Massimiliano Allegri, Fabrizio Biasin: una sfuriata inaccettabile
Nel calcio vale quasi tutto, siam mica ingenui: parolacce, urla belluine, incazzature, riferimenti a madri e parenti stretti, sfanculamenti, altre bassezze. Ma c’è momento e momento e modo e modo e in ogni caso se ti tuffi nel fuoco poi non ti puoi meravigliare se ti scotti il popò. Max Allegri ha toppato, ma mica per la sceneggiata romana dell’altra sera, o comunque non solo. Ha toppato perché quel mix di teatro, tragedia, tragicommedia e zingarata alla Amici Miei rischia di costargli carissimo, nel senso più stretto del termine (tra una balla e l’altra l’anno di contratto vale una quindicina di milioni di euro netti, mica bursocolini). E comunque non è solo un problema di quattrini, ché tanto beato lui - ne ha già messi via a strafottere, semmai di immagine.
E voi direte «uh, che noioso» e forse avete ragione, ma mettetevi nei panni del prossimo dirigente che avrà bisogno per la sua squadra di un “mago della lavagnetta”: fino a l’altroieri si sarebbe tenuto volentieri aperta un’opzione-Allegri (che era e resta un purosangue della panchina, sia chiaro), ma ora cosa fai, ti porti in casa il tizio che se gli girano i cinque minuti si trasforma in Cavallo Pazzo?
Al triplice fischio di Atalanta-Juve 0-1 è chiaramente saltato un tappo che comprimeva l’ira funesta del livornese da tanto e certamente troppo tempo. E questa cosa non va bene, ché anche la peggiore pentola a pressione ha il suo utilissimo sfiatatoio, mentre Max no, ha assunto le fattezze della bombola a gas gettata tra le fiamme e se l’è presa con chiunque: l’arbitro, il designatore arbitrale, il dirigente bianconero Giuntoli, il direttore di Tuttosport Vaciago, la sua povera giacca, la cravatta usata a mo’ di lazzo, apparecchiature varie prese a pedate con relativa (e doverosa) richiesta danni dei legittimi proprietari.
Ecco perché la Coppa Italia condanna Massimiliano Allegri: il retroscena-Juve
POCA FURBIZIA
L’ha fatta grossa, insomma, e questa volta non è stato nemmeno troppo furbo, perché si narra di situazioni simili capitate anche in passato (tremano ancora le mura degli spogliatoi di San Siro post Inter-Juve dell’anno scorso), ma un conto è “lasciare supporre” («pare che abbia detto questo, pare che abbia fatto quest’altro...» e altra cosa è vedere la pazziata con i propri occhi.

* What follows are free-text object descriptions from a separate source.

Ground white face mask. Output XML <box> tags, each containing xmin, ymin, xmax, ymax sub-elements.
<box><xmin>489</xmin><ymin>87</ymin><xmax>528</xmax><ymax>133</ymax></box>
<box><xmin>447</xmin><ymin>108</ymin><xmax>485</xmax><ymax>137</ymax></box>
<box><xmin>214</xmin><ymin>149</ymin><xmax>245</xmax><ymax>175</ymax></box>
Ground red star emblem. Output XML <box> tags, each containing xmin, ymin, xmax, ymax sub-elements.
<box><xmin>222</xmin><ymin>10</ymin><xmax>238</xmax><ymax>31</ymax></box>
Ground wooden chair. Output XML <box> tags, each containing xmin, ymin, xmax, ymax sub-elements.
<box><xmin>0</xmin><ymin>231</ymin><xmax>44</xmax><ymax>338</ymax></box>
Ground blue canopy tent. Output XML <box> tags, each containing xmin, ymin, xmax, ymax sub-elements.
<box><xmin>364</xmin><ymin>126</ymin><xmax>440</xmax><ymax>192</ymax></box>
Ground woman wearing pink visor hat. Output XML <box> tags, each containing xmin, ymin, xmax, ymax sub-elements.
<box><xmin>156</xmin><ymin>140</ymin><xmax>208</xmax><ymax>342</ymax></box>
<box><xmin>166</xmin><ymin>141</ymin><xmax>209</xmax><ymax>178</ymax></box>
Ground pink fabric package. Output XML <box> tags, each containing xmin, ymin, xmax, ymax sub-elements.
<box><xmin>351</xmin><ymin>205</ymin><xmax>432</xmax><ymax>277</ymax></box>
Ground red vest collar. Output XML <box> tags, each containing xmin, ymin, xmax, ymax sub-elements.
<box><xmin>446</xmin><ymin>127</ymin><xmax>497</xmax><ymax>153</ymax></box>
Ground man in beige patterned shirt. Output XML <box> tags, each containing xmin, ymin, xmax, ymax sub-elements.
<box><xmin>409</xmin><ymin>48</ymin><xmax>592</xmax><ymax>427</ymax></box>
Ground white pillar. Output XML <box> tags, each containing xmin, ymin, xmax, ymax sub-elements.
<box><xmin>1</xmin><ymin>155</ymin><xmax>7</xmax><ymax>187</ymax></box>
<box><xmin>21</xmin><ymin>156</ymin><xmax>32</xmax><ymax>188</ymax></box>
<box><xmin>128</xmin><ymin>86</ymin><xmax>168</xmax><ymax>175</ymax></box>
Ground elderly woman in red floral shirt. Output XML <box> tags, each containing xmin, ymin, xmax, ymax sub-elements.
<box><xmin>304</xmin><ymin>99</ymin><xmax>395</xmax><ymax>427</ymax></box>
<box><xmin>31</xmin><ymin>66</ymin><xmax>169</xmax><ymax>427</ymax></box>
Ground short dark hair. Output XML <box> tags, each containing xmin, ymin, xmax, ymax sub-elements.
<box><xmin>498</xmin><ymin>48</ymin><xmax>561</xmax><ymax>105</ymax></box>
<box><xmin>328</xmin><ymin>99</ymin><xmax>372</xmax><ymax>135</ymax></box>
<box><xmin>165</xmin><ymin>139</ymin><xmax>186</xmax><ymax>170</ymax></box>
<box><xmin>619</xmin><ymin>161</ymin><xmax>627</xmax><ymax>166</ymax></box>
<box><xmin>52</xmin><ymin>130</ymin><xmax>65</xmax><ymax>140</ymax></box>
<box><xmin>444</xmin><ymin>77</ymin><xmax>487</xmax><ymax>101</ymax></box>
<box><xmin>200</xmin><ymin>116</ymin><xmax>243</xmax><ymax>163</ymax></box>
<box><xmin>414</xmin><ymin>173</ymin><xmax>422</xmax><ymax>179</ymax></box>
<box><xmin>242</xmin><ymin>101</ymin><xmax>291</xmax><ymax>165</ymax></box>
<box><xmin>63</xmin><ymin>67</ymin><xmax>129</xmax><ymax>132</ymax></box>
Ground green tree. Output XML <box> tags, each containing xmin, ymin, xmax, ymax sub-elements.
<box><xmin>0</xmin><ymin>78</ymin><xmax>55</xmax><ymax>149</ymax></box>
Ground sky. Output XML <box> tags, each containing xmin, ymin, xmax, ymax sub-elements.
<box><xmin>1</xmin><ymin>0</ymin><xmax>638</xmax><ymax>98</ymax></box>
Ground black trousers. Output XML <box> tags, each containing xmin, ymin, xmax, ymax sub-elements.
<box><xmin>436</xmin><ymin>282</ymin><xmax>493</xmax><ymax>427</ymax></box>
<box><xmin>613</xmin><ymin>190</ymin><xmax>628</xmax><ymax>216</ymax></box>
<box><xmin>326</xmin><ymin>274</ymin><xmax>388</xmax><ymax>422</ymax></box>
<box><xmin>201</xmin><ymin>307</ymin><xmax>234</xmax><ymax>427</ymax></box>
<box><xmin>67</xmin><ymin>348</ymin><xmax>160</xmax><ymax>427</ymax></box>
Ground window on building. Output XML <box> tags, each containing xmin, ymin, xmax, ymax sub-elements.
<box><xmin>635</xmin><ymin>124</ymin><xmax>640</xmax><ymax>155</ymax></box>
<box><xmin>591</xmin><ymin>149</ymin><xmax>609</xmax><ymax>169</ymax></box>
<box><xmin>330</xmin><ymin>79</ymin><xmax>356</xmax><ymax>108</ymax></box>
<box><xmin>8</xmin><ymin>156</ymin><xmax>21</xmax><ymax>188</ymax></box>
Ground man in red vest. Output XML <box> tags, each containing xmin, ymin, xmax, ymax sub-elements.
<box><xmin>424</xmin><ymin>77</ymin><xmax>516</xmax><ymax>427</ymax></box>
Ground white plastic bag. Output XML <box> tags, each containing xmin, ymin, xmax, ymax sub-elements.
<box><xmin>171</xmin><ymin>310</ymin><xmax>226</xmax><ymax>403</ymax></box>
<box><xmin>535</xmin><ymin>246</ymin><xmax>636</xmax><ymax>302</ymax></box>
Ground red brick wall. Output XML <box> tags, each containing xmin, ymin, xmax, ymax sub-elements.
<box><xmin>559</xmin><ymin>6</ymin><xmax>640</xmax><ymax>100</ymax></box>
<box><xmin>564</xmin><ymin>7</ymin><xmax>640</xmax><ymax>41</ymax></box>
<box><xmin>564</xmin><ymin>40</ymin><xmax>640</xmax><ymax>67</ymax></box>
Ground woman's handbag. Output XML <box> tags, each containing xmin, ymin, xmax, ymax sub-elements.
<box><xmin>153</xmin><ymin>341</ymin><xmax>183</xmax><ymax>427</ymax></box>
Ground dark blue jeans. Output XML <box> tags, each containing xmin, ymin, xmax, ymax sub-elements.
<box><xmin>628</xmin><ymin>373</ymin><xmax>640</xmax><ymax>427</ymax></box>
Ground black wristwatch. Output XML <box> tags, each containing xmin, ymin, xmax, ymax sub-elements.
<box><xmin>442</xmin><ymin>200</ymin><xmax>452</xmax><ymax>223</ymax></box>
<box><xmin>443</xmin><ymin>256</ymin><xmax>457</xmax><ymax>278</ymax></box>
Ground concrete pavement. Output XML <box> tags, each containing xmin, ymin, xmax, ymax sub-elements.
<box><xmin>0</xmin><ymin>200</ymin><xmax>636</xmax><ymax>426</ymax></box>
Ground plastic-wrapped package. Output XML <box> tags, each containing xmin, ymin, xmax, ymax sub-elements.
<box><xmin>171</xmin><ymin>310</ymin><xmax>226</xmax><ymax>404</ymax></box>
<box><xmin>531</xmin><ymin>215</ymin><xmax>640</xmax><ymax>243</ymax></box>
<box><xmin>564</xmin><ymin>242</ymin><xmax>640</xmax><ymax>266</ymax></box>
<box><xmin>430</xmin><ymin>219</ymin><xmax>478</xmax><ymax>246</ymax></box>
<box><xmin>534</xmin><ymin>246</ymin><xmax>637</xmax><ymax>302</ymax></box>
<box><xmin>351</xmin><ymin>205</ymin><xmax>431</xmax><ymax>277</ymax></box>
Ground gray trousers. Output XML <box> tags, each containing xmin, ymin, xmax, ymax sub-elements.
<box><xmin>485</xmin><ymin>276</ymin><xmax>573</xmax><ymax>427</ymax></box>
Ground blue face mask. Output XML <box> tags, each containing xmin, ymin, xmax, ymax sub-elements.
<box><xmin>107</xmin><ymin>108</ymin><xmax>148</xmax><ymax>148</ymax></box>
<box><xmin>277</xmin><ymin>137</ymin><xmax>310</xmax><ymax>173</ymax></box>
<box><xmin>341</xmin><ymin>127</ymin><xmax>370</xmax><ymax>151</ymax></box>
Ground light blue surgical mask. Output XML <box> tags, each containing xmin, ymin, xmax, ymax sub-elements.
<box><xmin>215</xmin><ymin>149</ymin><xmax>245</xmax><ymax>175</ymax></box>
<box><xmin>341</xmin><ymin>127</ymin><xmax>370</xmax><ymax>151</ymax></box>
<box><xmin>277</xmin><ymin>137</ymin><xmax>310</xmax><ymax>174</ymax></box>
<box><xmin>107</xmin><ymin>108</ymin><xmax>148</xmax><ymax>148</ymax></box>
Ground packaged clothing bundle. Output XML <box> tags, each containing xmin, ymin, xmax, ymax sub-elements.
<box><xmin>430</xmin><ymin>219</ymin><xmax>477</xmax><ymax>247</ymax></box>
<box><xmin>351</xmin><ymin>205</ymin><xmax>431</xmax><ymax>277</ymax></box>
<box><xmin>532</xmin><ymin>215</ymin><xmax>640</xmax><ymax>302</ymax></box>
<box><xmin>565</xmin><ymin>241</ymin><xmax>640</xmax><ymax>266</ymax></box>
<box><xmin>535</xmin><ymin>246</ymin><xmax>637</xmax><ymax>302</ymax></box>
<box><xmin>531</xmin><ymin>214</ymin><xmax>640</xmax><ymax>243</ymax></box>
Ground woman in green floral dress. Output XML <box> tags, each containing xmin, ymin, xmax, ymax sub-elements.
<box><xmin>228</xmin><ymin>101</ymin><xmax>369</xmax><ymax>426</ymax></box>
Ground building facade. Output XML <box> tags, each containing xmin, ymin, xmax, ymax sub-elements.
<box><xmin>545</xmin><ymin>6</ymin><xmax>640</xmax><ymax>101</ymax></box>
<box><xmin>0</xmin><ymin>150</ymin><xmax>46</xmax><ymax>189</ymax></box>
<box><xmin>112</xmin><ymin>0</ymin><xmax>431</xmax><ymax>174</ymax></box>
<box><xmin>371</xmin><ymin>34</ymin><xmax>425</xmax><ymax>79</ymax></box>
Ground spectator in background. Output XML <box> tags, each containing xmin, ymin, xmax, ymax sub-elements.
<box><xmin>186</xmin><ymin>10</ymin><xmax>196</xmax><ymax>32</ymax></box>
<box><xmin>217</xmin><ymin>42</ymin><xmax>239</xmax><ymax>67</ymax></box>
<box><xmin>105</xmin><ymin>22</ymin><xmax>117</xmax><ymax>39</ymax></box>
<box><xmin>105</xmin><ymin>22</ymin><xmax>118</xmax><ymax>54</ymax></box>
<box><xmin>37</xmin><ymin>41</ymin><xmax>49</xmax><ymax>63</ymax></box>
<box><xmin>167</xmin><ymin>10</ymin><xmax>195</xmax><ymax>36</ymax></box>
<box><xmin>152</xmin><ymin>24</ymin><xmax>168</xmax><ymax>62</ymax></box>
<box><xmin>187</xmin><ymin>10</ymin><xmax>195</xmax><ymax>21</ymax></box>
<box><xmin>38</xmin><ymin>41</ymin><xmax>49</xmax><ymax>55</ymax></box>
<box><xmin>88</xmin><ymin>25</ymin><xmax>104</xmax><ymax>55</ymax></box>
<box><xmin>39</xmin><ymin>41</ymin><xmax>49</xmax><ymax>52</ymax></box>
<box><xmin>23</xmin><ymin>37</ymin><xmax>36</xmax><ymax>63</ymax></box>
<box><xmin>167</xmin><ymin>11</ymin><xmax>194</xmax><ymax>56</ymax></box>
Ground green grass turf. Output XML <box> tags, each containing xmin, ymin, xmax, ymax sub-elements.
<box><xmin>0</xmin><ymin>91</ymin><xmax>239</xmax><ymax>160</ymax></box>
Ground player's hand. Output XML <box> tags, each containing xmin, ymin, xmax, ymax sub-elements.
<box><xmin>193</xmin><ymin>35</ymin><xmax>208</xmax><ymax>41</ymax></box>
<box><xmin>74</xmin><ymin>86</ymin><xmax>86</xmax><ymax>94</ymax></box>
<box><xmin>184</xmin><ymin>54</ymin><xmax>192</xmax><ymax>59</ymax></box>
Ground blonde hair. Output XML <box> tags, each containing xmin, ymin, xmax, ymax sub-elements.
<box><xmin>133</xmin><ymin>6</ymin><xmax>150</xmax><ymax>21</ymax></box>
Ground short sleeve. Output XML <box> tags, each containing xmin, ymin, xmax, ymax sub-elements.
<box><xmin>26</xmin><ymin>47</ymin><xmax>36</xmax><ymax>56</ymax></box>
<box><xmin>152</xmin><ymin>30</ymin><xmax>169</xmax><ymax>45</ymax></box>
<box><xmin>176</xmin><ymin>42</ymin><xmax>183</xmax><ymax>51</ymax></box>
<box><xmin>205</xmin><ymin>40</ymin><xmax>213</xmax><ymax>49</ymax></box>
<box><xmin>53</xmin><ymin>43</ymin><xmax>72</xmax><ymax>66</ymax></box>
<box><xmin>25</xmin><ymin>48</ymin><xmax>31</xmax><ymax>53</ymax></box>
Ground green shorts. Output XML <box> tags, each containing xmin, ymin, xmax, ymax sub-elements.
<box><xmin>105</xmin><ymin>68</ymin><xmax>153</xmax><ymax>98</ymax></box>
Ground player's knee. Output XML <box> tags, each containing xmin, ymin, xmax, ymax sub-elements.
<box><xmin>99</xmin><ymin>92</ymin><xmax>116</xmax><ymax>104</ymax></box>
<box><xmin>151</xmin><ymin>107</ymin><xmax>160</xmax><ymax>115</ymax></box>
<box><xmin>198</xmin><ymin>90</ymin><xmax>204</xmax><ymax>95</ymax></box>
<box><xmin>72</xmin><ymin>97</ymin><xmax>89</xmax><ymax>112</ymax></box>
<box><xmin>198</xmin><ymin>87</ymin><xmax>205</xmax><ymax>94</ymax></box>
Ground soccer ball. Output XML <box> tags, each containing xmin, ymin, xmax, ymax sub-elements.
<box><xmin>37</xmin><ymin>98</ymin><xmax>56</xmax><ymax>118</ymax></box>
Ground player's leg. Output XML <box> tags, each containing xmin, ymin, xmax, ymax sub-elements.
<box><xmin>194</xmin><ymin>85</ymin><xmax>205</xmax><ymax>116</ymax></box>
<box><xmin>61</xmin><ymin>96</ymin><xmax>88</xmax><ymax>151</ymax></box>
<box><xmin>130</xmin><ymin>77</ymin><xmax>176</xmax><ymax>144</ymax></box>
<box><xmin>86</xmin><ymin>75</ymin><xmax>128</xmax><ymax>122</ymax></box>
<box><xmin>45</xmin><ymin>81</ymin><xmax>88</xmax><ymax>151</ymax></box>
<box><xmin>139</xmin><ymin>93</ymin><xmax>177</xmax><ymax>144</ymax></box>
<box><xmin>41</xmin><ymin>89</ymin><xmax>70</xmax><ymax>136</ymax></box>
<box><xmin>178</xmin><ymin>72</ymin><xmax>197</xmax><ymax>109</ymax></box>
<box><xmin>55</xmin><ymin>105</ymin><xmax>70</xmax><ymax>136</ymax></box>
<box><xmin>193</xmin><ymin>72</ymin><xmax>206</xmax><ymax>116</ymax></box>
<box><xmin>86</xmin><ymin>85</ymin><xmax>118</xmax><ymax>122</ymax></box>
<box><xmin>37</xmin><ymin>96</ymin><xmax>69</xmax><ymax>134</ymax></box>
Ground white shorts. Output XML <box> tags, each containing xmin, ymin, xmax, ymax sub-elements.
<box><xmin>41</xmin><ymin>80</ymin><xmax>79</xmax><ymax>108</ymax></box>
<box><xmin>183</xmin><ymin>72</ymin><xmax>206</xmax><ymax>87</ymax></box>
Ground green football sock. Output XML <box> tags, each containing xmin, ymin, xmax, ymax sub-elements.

Allegri con i dieci minuti da Orlando Furioso ha in qualche modo “sfrisato” la meritatissima festa della Juve e oltraggiato la professionalità di un giornalista. E non è tanto una questione di parole (l’ipotetico «ti strappo entrambe le orecchie» rasenta il “situazionismo”), ma di messaggio sotteso (se scrivi cose che non mi piacciono, vengo a zittirti).
Non si fa, Max, perché è vero che il vostro è un mestiere fetente e sono molte di più le iir pernacchie degli osanna, ma per quel lavoro siete pagati profumatamente e lo siete anche per “resistere” alle rotture di balle alimentate da noi scribacchini o da dirigenze che a un bel punto ti vogliono far fuori.
Prendete Pioli o Inzaghi, giusto per citare due colleghi ad altissimo livello: se ne sono sentiti dire di tutti i colori, hanno subìto pressioni interne ed esterne, ma mai si sono permessi di mettere in scena la tammurriata. E ( questi due, tra l’altro, nello stesso periodo in cui tu hai vinto (con merito!) la Coppa Italia, si son portati a casa uno scudetto a testa. E tu dirai: «Sì ma io avevo una squadra peggiore e ho dovuto navigare nel mare in tempesta di una società che ha smarrito persino il suo cda!».
Tutto vero, ma non basta per meritare l’assoluzione. Il dato di fatto è che l’altra sera all’Olimpico è andata in onda la vendetta personale e collerica di un allenatore che per tanti anni ci ha detto «il calcio è una cosa semplice», ma nei fatti ha dimostrato che, invece, è in grado di far perdere la trebisonda anche ai professionisti più scafati.